As oxygenated blood passes through the lumen of arteries, the endothelium and vessel wall receive sufficient oxygen and nutrients by diffusion. However, the vasa vasorum in veins represents a microvessel network with the principle role of supplying blood to the wall as luminal oxygen and nutrient levels are low. Hence, the vasa vasorum of veins penetrate closer towards the intima than those of arteries, and are seen to advantage in the thick walls of the SV.4 The potential importance of the vasa vasorum in SV grafts has been investigated, comparing their regional distribution and density.54 The density, size, and total area of the vasa vasorum in the media and adventitia of transverse histological sections was assessed by computer-assisted morphometry comparing NT with CT SV grafts. Although there was no significant difference between density and size in these vessel layers, there was a significantly greater total area in both the media and adventitia of NT vs. CT SVs.54 A subsequent study revealed striking differences between SV and arterial grafts.
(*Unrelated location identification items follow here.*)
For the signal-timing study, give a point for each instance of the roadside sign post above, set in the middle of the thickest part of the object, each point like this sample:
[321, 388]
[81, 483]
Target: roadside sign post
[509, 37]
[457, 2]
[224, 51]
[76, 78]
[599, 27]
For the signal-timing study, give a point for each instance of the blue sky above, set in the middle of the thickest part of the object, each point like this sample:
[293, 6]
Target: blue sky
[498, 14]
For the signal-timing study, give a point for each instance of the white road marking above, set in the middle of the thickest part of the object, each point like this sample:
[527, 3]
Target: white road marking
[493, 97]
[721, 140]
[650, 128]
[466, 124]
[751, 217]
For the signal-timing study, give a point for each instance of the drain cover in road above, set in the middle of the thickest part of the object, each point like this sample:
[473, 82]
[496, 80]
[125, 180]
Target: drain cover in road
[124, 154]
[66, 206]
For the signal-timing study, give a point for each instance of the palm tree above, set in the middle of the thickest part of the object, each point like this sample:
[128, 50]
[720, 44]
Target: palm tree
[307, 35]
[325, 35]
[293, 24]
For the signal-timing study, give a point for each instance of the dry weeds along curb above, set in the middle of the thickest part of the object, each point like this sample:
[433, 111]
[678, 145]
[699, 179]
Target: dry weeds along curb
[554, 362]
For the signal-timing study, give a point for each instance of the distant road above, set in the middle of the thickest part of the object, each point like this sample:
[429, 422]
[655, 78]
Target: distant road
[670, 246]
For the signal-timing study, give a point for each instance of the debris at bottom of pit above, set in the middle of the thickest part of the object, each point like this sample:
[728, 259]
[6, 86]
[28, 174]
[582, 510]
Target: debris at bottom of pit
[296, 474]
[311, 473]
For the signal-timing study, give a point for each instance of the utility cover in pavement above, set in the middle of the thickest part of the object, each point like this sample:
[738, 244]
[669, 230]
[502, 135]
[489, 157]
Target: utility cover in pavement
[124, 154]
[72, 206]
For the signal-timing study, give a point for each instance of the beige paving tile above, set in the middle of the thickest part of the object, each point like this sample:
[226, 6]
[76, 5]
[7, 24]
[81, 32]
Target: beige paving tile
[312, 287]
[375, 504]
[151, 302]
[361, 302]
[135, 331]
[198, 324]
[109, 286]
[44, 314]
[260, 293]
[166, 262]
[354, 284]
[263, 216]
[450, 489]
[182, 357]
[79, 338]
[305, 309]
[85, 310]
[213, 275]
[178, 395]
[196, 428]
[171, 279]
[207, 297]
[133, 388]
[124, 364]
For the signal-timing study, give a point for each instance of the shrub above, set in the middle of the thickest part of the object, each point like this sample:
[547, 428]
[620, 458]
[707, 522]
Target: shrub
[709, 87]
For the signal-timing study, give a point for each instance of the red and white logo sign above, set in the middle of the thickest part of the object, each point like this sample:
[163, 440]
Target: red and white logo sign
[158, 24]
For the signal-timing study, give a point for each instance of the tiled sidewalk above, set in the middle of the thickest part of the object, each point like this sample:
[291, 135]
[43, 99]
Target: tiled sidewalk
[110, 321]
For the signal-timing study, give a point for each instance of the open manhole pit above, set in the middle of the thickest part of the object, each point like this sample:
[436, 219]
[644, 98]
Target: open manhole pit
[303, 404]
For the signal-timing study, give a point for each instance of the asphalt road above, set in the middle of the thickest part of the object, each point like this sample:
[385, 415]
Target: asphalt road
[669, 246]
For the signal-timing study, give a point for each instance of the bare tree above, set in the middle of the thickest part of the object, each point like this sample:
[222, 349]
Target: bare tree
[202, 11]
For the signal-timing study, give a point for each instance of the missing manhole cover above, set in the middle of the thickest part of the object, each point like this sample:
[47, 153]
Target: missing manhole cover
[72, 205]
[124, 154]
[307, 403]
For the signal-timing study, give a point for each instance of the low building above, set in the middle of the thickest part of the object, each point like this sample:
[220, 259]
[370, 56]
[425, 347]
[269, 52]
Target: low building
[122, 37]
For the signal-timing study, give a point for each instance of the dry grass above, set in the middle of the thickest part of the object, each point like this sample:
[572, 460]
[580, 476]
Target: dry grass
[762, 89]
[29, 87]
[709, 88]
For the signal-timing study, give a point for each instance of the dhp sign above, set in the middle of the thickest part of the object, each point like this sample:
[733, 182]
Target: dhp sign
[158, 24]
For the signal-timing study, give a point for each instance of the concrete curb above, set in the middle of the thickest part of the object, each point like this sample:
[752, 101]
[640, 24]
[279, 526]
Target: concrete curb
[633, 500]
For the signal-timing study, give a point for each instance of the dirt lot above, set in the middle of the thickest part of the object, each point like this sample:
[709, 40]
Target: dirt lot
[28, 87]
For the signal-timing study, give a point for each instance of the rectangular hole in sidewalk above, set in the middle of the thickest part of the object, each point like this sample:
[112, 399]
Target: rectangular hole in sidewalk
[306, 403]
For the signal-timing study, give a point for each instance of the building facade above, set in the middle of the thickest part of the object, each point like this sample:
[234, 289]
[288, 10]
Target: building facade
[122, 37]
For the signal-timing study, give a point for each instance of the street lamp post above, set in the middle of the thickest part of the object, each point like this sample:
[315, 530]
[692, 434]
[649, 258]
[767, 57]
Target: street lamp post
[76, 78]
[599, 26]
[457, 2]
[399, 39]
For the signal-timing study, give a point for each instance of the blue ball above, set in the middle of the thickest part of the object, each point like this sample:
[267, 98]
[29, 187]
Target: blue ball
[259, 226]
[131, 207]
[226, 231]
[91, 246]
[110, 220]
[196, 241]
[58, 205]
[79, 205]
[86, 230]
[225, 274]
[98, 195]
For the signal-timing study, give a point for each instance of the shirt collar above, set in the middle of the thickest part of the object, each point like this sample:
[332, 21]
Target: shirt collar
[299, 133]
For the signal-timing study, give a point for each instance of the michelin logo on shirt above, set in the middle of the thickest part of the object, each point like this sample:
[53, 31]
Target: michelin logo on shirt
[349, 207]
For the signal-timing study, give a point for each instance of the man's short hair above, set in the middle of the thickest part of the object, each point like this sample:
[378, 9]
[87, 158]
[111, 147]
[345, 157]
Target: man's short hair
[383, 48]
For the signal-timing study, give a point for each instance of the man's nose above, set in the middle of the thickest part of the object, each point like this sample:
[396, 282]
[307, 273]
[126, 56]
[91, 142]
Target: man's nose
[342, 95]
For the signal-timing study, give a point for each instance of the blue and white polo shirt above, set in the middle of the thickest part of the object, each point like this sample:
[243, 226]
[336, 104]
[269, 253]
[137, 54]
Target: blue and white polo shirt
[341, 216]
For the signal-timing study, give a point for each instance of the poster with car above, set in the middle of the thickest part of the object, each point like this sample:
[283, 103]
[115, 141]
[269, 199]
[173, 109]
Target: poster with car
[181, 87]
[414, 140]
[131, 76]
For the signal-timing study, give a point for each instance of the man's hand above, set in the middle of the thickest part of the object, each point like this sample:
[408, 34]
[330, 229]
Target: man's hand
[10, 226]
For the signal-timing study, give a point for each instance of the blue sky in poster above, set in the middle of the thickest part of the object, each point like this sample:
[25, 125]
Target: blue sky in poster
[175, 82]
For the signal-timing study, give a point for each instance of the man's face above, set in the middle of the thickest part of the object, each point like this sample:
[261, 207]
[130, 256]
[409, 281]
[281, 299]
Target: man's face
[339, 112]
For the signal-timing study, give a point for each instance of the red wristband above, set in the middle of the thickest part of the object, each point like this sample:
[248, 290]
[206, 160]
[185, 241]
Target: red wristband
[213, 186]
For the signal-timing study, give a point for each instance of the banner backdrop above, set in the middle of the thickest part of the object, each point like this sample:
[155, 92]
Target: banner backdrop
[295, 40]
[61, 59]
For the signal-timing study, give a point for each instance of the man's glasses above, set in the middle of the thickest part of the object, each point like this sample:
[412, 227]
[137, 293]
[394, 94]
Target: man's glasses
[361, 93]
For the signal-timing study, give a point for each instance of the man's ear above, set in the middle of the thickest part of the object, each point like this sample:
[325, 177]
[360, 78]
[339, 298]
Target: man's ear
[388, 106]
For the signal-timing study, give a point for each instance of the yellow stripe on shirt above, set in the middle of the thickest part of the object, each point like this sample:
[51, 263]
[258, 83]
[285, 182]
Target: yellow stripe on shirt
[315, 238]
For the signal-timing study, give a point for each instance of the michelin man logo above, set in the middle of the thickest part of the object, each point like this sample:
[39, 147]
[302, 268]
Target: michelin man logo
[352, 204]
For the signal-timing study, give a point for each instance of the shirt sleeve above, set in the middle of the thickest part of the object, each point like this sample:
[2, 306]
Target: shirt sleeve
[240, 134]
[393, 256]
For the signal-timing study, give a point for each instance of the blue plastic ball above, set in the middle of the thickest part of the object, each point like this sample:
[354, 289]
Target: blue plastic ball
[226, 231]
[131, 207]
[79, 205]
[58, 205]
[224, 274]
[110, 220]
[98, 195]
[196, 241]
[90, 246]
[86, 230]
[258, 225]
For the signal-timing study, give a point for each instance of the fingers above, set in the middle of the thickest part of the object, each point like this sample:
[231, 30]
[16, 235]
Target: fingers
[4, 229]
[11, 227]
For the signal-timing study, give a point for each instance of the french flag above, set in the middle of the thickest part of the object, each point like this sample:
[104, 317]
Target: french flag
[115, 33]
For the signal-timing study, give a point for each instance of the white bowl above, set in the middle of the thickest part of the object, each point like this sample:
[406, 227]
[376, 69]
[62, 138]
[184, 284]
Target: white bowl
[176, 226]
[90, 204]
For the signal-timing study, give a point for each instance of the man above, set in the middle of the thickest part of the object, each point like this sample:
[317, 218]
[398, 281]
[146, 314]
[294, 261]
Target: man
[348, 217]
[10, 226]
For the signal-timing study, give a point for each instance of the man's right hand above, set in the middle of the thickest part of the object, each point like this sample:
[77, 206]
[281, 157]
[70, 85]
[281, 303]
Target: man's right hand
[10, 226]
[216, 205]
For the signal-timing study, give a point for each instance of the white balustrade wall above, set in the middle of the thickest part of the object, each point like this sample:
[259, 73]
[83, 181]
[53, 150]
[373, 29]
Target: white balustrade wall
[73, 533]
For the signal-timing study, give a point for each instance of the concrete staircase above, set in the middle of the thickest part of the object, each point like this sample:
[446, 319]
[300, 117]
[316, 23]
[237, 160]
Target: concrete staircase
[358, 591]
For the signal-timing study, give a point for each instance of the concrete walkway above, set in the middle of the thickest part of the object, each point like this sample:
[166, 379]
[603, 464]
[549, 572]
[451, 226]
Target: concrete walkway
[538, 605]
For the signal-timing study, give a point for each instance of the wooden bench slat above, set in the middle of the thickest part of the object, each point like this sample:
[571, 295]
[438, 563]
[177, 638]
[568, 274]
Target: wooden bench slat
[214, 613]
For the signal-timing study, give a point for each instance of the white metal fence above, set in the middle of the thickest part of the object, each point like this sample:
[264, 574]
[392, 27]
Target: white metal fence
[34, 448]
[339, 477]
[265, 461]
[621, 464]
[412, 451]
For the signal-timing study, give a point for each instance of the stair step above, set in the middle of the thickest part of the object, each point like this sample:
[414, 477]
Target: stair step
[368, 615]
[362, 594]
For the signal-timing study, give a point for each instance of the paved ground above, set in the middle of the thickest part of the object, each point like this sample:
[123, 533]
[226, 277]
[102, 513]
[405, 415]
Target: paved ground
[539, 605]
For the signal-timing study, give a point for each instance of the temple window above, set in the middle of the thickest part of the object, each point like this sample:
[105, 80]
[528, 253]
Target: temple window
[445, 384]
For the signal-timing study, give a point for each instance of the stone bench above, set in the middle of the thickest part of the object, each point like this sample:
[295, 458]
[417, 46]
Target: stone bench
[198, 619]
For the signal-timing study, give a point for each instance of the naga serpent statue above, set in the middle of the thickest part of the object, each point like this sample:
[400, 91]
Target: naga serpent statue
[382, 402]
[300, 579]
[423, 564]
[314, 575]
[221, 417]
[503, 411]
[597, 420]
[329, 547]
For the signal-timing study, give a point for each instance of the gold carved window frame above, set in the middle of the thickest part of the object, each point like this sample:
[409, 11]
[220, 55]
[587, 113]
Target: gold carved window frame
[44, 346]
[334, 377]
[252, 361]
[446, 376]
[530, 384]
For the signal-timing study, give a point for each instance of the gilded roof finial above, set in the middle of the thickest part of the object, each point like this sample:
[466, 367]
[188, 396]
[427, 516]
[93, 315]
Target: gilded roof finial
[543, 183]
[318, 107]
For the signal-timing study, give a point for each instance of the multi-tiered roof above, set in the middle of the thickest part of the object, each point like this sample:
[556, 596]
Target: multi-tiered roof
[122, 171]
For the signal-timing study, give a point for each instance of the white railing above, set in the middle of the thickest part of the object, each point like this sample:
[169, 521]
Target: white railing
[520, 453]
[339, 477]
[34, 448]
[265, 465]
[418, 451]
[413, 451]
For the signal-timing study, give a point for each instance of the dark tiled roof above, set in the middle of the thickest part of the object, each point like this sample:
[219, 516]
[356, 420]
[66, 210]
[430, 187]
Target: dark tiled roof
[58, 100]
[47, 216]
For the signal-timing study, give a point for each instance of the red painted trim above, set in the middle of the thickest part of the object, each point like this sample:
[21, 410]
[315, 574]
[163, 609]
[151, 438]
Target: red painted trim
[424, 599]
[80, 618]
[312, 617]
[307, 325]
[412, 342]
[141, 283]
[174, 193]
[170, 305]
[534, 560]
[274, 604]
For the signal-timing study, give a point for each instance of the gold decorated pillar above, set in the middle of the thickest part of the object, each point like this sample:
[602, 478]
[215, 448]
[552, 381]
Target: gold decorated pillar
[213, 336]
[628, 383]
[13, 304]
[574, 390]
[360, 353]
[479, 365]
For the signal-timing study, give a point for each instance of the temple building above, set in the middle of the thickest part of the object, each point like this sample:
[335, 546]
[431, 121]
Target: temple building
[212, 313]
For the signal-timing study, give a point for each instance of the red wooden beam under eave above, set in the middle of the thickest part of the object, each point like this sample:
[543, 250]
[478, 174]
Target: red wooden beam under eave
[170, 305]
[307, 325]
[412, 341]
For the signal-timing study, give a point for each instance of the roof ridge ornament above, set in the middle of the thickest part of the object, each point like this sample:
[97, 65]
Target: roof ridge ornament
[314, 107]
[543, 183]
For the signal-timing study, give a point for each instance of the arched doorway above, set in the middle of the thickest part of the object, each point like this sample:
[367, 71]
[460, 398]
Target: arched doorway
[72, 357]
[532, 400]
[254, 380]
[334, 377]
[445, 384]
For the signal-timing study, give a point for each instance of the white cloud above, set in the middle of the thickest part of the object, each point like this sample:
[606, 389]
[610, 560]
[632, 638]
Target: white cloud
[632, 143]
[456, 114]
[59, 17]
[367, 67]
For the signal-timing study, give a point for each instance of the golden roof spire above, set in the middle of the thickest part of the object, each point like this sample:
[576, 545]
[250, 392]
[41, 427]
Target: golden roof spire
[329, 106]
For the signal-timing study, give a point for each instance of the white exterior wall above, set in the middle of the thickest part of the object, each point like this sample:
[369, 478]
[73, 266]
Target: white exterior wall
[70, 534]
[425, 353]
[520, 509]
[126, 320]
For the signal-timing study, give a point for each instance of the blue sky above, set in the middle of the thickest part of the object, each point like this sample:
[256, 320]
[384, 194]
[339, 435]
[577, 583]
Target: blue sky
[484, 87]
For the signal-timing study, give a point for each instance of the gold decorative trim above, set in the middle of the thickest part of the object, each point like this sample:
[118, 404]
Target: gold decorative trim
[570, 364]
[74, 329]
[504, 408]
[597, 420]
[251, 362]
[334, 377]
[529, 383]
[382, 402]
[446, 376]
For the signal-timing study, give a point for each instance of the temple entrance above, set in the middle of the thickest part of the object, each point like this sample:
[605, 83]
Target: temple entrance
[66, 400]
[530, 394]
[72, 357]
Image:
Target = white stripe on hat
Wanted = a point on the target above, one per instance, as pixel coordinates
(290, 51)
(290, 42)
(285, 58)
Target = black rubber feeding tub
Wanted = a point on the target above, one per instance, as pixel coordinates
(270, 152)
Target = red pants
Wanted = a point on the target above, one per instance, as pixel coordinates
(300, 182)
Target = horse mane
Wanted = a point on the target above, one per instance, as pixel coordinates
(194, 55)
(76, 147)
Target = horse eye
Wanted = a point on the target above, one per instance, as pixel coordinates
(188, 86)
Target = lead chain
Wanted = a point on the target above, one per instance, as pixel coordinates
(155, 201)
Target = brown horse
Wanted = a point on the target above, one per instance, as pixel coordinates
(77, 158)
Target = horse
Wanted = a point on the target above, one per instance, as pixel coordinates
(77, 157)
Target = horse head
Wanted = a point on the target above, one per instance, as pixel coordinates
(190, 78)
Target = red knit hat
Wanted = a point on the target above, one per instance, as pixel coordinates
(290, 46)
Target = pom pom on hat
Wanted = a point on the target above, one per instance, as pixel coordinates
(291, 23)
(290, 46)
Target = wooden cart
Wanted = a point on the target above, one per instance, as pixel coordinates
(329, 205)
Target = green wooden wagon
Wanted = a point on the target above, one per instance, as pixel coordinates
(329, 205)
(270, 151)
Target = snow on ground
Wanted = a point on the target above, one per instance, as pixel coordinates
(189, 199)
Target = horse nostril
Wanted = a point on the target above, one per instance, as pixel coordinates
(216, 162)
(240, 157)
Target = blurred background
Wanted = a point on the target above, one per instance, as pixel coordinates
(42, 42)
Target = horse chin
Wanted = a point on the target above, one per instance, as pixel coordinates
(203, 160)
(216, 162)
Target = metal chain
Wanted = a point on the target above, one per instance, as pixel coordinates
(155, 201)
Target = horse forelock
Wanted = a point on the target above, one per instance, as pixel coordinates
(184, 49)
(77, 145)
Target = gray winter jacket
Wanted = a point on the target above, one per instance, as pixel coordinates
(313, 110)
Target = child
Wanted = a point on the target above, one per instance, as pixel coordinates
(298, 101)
The density of the vasa vasorum was not only far higher in SV vs. arterial grafts but this study provided quantitative support for the previously described penetration of vasa vasorum in veins vs. arteries.4 The vasa vasorum was virtually absent in the media and significantly lower in the adventitia of both the LIMA and radial artery compared to the SV.58 Also, of particular relevance, is the significant reduction in the total number of vasa vasorum when stripping the adventitia, as occurs in CT SV harvesting.54 Therefore, in CT grafts, there is a high risk of developing hypoxic or ischemic conditions in the SV wall and initiating detrimental processes that affect graft patency.55

Concluding remarks

We agree with the concept and strongly advocate that SV grafts will perform better if equipped with external support. However, it is surprising that while recognizing the damage caused to the SV when harvesting conventionally, various strategies that are potentially harmful, complicated, time-consuming, or costly are pursued. Nevertheless, using the relatively simple surgical technique of NT harvesting preserves normal SV architecture, providing a superior graft for patients undergoing CABG. The recent success of artificial external stents for the SV in CABG provides yet another argument for harvesting this vein with its natural stent of perivascular fat. Ongoing and future studies will determine whether the benefit of synthetic external stents will translate into superior SV graft patency over the longer term. The discrepancy between how most arterial and venous grafts are harvested has been challenged since the development of the NT SV graft harvesting technique. The technique was recommended to be used in open harvesting of the SV by the European Society of Cardiology and the European Association for Cardiothoracic Surgery in 2018. We unpretentiously leave the decision to our surgical colleagues to determine which technique is most suitable for each individual patient, with a pertinent quotation from Benjamin Franklin: “An ounce of prevention is worth a pound of cure”.59

Footnotes

Declaration of conflicting interests: The author(s) declared no potential conflicts of interest with respect to the research, authorship, and/or publication of this article.

Funding: The author(s) received no financial support for the research, authorship, and/or publication of this article.